Last year, workers received larger raises, but these increases may not keep up with inflation.
Last year's raise recipients may not experience a significant increase in their paycheck's purchasing power.
The worst inflation in 40 years is making it difficult for employees to receive pay increases.
In an effort to retain talent during the Great Resignation, employers are expected to offer larger pay increases and bonuses in 2021. A Joblist survey of over 2,700 U.S. employees revealed that more than half of workers received a raise last year.
According to the survey, nearly 60% of those who received raises saw a less than 5% increase, while 27% saw a 5% to 10% increase.

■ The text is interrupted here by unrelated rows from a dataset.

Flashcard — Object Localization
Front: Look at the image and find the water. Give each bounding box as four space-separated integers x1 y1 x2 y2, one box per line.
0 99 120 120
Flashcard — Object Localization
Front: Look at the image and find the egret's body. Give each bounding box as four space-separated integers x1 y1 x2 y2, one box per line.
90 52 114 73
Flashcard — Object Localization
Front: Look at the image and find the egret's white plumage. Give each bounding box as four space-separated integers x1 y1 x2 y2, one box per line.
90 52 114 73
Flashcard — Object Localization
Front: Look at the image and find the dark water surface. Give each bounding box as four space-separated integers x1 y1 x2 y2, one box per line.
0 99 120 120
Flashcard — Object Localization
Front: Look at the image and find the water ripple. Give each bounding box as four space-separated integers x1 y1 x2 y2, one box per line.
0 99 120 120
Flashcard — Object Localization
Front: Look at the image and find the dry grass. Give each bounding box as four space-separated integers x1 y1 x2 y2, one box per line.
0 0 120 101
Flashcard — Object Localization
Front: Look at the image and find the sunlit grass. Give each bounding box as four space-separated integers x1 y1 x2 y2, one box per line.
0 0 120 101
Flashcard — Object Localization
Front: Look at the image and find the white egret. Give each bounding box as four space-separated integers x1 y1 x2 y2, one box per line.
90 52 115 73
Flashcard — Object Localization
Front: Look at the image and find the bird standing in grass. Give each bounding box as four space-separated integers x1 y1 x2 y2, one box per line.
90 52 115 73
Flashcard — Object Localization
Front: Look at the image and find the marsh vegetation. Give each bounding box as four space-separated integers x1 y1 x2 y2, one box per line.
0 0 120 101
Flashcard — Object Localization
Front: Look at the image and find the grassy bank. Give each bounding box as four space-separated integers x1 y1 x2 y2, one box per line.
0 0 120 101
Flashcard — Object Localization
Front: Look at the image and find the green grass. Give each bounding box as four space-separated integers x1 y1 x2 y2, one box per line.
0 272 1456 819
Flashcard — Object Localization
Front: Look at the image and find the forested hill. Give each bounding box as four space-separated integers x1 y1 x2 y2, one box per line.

Only 16% received a raise of 10% or more.
These companies have difficult-to-find remote work jobs.
The erosion of workers' earning power is due to the faster increase in the prices of goods and services, as evidenced by the 7% annual inflation rate recorded in December 2021, according to the U.S. Bureau of Labor Statistics.
Workers should be aware of inflation when assessing their current pay, considering raises, and exploring other options, as advised by Kevin Harrington, CEO of Joblist.
The breakdown
The government measures a basket of goods and services to gauge rising costs, not all consumers are being hit with 7% higher prices across the board.
Inflation in December was driven by several factors, including a 49.9% increase in gasoline prices and a 10.1% increase in energy services, including electricity and piped gas. The prices of used cars and trucks increased by 37.3% on the year, while new vehicles saw an increase of 11.9%.
Although rising vehicle prices won't affect non-driving or non-car-buying consumers, most Americans will still experience inflation in various areas, such as food (up more than 6%) and housing (up more than 4%), which is a significant expense for many.
What can be done
The pandemic has led to millions of people leaving their jobs due to inflation, pay, and labor market conditions. Some of them are doing so to increase their income and cover the rising costs they are experiencing.
Seeing things that are typically within one's monthly budget increase and feeling powerless over it is unsettling for people, according to Craig Birk, a certified financial planner and chief investment officer at Personal Capital.
A Joblist survey revealed that nearly 79% of workers believe they could earn more money by changing jobs, while a Personal Capital study found that 77% of those considering leaving their current jobs are doing so for better pay at another company.
Harrington advised workers seeking higher pay to consider job switching as a way to achieve a larger pay increase.
Going forward
If inflation remains high, it may reduce the effectiveness of raises. The Federal Reserve is likely to increase interest rates this year, with the first hike possibly occurring in March, in order to control rising prices.
According to a survey from Willis Towers Watson, companies are planning to give an average 3.4% raise to workers this year.
According to the Joblist survey, more than half of workers expect a raise in 2022 if they remain with their current company, despite not actively seeking a new job.